Это счастье, столь видимое глазу, остро кольнуло Ксению, а после она и вовсе закусила нижнюю губу, чтобы не крикнуть от обиды, злости и боли, разрывающей душу. Она боялась увидеть на панне Острожской тот самый венец из рубинов, что когда примеряла сама. Но даже в самой страшной думе об этом дне она не могла представить то, что предстало перед ее глазами.

Панна Острожская была чудо как хороша в платье из атласа багряного цвета, с широким ожерельем из рубинов на дивной белой коже, что виднелась в квадратном вырезе платья. Ее каштановые волнистые волосы были распущены в знак того, что панна девой идет под венец, спускались роскошным покрывалом на спину и плечи. А на голове красовался пышный венок из листьев мирта, руты, розмарина и ярко-красных ягод калины.

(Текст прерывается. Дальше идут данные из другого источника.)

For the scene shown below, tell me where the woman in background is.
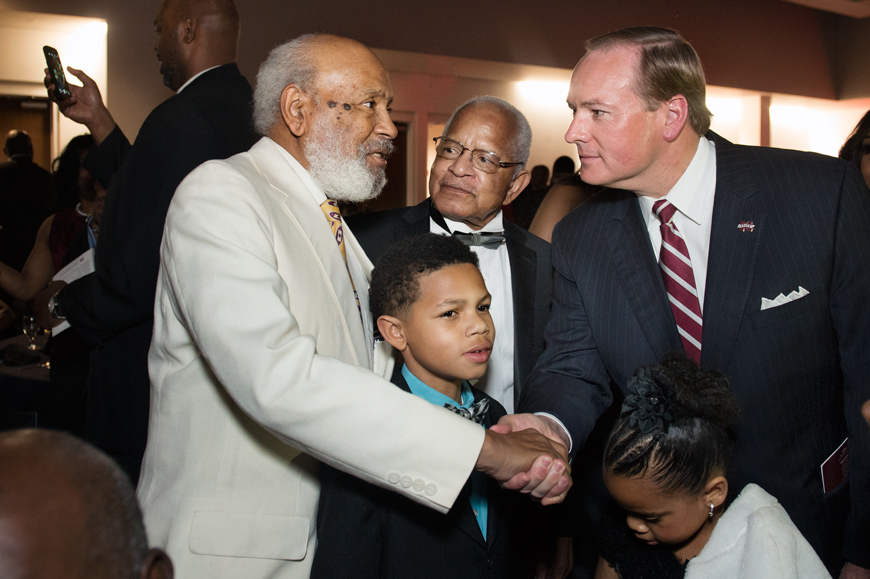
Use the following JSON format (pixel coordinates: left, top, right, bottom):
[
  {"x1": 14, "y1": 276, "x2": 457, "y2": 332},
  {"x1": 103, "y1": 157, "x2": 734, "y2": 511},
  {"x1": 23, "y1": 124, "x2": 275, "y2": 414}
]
[{"x1": 840, "y1": 111, "x2": 870, "y2": 187}]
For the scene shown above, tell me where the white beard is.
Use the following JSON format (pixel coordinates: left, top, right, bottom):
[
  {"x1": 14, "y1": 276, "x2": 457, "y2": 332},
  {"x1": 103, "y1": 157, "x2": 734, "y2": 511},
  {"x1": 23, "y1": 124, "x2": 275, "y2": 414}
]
[{"x1": 304, "y1": 117, "x2": 394, "y2": 203}]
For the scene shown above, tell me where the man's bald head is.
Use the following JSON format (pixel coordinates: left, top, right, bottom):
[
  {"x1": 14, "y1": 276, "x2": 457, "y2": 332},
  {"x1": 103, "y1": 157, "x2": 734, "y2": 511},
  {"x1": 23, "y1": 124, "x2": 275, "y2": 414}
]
[
  {"x1": 254, "y1": 34, "x2": 383, "y2": 135},
  {"x1": 0, "y1": 430, "x2": 172, "y2": 579},
  {"x1": 3, "y1": 129, "x2": 33, "y2": 159},
  {"x1": 154, "y1": 0, "x2": 240, "y2": 90}
]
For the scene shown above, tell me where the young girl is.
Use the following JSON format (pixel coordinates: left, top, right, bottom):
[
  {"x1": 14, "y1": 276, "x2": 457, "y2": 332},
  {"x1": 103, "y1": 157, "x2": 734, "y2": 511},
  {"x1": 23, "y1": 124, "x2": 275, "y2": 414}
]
[{"x1": 595, "y1": 355, "x2": 830, "y2": 579}]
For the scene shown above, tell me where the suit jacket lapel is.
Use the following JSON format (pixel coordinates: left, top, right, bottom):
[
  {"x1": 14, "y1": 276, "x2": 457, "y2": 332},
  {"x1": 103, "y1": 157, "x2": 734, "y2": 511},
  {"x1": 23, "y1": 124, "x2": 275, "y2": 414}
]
[
  {"x1": 251, "y1": 139, "x2": 372, "y2": 367},
  {"x1": 701, "y1": 138, "x2": 767, "y2": 371},
  {"x1": 607, "y1": 192, "x2": 683, "y2": 360},
  {"x1": 504, "y1": 222, "x2": 549, "y2": 405}
]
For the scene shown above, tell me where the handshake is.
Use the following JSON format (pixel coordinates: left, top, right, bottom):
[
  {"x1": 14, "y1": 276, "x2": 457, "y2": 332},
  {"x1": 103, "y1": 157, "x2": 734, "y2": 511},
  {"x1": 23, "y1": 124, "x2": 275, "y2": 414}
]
[{"x1": 475, "y1": 414, "x2": 572, "y2": 505}]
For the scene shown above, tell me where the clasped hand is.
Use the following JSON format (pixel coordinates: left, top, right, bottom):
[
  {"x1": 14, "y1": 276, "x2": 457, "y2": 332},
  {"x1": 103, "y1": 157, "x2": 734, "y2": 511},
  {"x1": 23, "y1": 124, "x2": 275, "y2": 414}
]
[{"x1": 477, "y1": 414, "x2": 572, "y2": 505}]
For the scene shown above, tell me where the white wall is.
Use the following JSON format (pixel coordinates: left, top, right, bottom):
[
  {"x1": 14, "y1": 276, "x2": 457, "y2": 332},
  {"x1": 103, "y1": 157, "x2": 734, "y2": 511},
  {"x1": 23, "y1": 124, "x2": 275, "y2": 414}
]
[
  {"x1": 0, "y1": 11, "x2": 108, "y2": 157},
  {"x1": 384, "y1": 50, "x2": 870, "y2": 204}
]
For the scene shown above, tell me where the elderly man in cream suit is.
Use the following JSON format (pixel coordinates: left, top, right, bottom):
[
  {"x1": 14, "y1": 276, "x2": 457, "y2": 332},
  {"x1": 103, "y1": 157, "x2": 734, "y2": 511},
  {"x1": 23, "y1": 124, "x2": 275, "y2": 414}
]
[{"x1": 139, "y1": 35, "x2": 570, "y2": 579}]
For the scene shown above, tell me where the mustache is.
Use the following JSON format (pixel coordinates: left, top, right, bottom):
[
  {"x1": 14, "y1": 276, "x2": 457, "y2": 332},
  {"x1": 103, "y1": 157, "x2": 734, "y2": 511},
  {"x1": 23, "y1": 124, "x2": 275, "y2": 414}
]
[
  {"x1": 359, "y1": 139, "x2": 398, "y2": 158},
  {"x1": 439, "y1": 179, "x2": 472, "y2": 194}
]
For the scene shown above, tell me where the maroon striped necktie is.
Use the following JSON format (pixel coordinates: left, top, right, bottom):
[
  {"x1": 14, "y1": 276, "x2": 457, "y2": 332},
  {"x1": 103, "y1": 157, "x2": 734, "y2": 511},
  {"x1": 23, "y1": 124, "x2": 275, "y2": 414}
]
[{"x1": 653, "y1": 199, "x2": 703, "y2": 363}]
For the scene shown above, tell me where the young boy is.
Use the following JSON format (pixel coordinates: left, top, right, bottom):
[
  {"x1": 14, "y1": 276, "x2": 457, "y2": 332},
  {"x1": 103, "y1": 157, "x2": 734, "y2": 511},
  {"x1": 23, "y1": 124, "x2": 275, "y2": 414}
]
[{"x1": 311, "y1": 233, "x2": 536, "y2": 579}]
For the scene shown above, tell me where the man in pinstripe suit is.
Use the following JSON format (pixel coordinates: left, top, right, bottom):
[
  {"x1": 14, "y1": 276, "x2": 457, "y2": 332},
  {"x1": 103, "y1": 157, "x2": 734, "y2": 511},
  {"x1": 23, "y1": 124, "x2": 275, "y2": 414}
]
[{"x1": 505, "y1": 28, "x2": 870, "y2": 577}]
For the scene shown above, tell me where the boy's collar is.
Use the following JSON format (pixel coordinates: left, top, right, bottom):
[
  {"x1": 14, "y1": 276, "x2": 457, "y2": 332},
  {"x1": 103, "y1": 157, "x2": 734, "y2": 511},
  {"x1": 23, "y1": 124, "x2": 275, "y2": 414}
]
[{"x1": 402, "y1": 364, "x2": 474, "y2": 408}]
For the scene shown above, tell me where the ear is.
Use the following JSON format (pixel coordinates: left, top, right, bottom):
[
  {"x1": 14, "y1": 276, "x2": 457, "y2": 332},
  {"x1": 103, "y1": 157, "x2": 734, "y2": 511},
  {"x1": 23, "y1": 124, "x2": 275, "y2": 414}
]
[
  {"x1": 281, "y1": 84, "x2": 311, "y2": 137},
  {"x1": 378, "y1": 315, "x2": 408, "y2": 352},
  {"x1": 502, "y1": 169, "x2": 532, "y2": 206},
  {"x1": 139, "y1": 549, "x2": 175, "y2": 579},
  {"x1": 178, "y1": 18, "x2": 197, "y2": 44},
  {"x1": 704, "y1": 476, "x2": 728, "y2": 507},
  {"x1": 662, "y1": 94, "x2": 689, "y2": 143}
]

Именно вид этого венка вдруг заставил Ксению сбиться с дыхания, схватиться за грудь, словно ей стало вдруг не хватать воздуха. Она не видела головы стоявших перед ней людей, забыла о том, где находится ныне, вернувшись ровно на год назад во времени, на небогатый двор Крышеницких, где обменялась с Владиславом схожими венками в знак принадлежности друг другу до гробовой доски, в знак вечной любви, что соединяла их сердца.

Темные глаза, лучащиеся светом переполняющего душу счастья, глядящие на нее из-под трав венка. Сильные руки, кружащие ее по двору. Тихий мужской смех. И шепот: «Моя кохана…»

Слезы градом текли по побелевшему вмиг лицу, и Ксения забылась, перестала укрывать лицо за полотном рантуха, ничего не соображая в этот момент, ни о чем не думая. Время остановилось для нее ныне, звуки смолкли, словно она оглохла вмиг. Она смотрела на стоявших на ступенях костела и не видела их вовсе, не замечала, как шевельнулись в горькой усмешке губы Владислава, когда он взглянул на венок своей невесты, как помог ей спешиться, сняв с седла, обхватив пальцами ее тонкую талию. И как появился из темноты епископ в одеждах цвета сапфира, в высокой митре, что приехал в Заслав провести обряд венчания, тоже не видела.

Заскользили по лицам на площади темные глаза епископа, поднявшего руку, чтобы благословить молодых и их шляхту их свиты, опустившихся на колени на ступени костела, а также всех, кто пришел сюда нынче. Побледнел, будто смерть увидал, Ежи, заметив в тот миг в толпе высокого Антося, а подле него лицо Ксении, обрамленное рантухом. Она отчетливо выделялась ныне, ведь ряды впереди нее склонили головы, принимая благословение епископа.

— Чтоб меня черти взяли! — прошептал Ежи, когда вдруг Ксения склонила голову, скользнуло полотно рантуха, скрывая от взгляда бискупа ее белое лицо. По его спине потек ручеек пота, а руки тряслись так, словно на него корчение {3} напало. Заныло сердце в груди, забилось с силой о ребра, и он прижал руку к бархату жупана, словно пытаясь помешать тому прыгнуть наружу.

— Пан Смирец? — склонился к нему, стоявший подле него на коленях, Тадеуш, заметив его бледность. А потом помог тому подняться на ноги, когда епископ развернулся и направился внутрь костела, где уже грянул хор, приветствуя молодых, следующих за дядей Владислава. Владислав скользнул взглядом по лицу Ежи, проходя мимо, обеспокоенно сдвинул брови, обращая внимание на неестественную бледность усатого шляхтича. Тот поспешил показать знаками, что все в порядке, мол, иди и не тревожься. А потом снова обернулся на то место, где видел Ксению. Ни Антося, ни панны в темном вдовьем рантухе у стены дома уже не было.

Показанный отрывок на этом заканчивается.